I wandered the campsite until I found Polly. The sun had slipped past the horizon and twilight was coming. I shivered, more from the thought of darkness than the cold. My mentor was tying up her remaining food when I found her. She slipped right back into docent mode.
“First, we have to find you a good site,” she said, leading me to the outskirts of the camp.
“What makes a site good?”
“Trees. Spaced about eight feet apart. But you obviously don’t want their roots sticking out.”
We walked the area. It seemed like all the good spots were already taken. I pointed to a cluster of trees that seemed like they might work.

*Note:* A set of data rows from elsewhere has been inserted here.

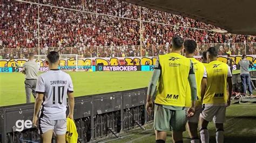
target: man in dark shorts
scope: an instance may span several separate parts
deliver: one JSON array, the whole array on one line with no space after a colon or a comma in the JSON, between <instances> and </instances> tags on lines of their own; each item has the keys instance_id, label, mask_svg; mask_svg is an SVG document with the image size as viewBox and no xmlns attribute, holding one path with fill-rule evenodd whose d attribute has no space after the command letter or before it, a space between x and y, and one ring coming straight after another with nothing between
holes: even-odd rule
<instances>
[{"instance_id":1,"label":"man in dark shorts","mask_svg":"<svg viewBox=\"0 0 256 143\"><path fill-rule=\"evenodd\" d=\"M179 36L174 37L171 48L171 53L159 56L147 91L146 109L150 113L152 108L151 97L159 81L154 101L153 124L157 143L165 142L167 132L170 130L172 131L174 142L183 142L182 134L186 131L186 123L184 106L188 84L191 89L192 103L188 109L188 116L193 116L195 111L196 77L191 61L180 55L183 39Z\"/></svg>"}]
</instances>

“Too close to Carolina.” Polly shook her head. “We need to be fifteen feet apart from each other, at least.”
That’s a lot of space. What if a bear comes? Or an ax murderer?
I was beginning to realize just how alone I was going to be and how dark it would get. It almost made me wish I was back in the staff tent.
“Here!”
Polly had found me a suitable site, fifteen yards away from every other tent. I dropped my backpack and listened to her instructions.
“It’s pretty simple,” she said. “Basically, you have a ground tarp and a roof tarp. Ground tarp goes under your sleeping bag. Roof tarp, you tie from one tree to the other.”
“Got it,” I said.
“Want me to wait with you? I mean, it’s pretty self-explanatory, but I totally will if you need help.”
“I think I can manage.”
I started unpacking. My tarps had that new plastic smell, so out of place in the wilderness. Polly waved and walked away, smiling.
She’s always fucking smiling. It’s like she’s posing for the brochure. She’s the “after” and I’m the “before.”
I smoothed the ground and put down one of my tarps. I tried to get my roof set up, but the knots I was tying wouldn’t hold. As soon as I got one side up the other would come loose. The rope was too slippery, the trees wouldn’t cooperate. Stubbornly, I kept trying. No way was I about to admit defeat. Not if it meant running to Polly for help.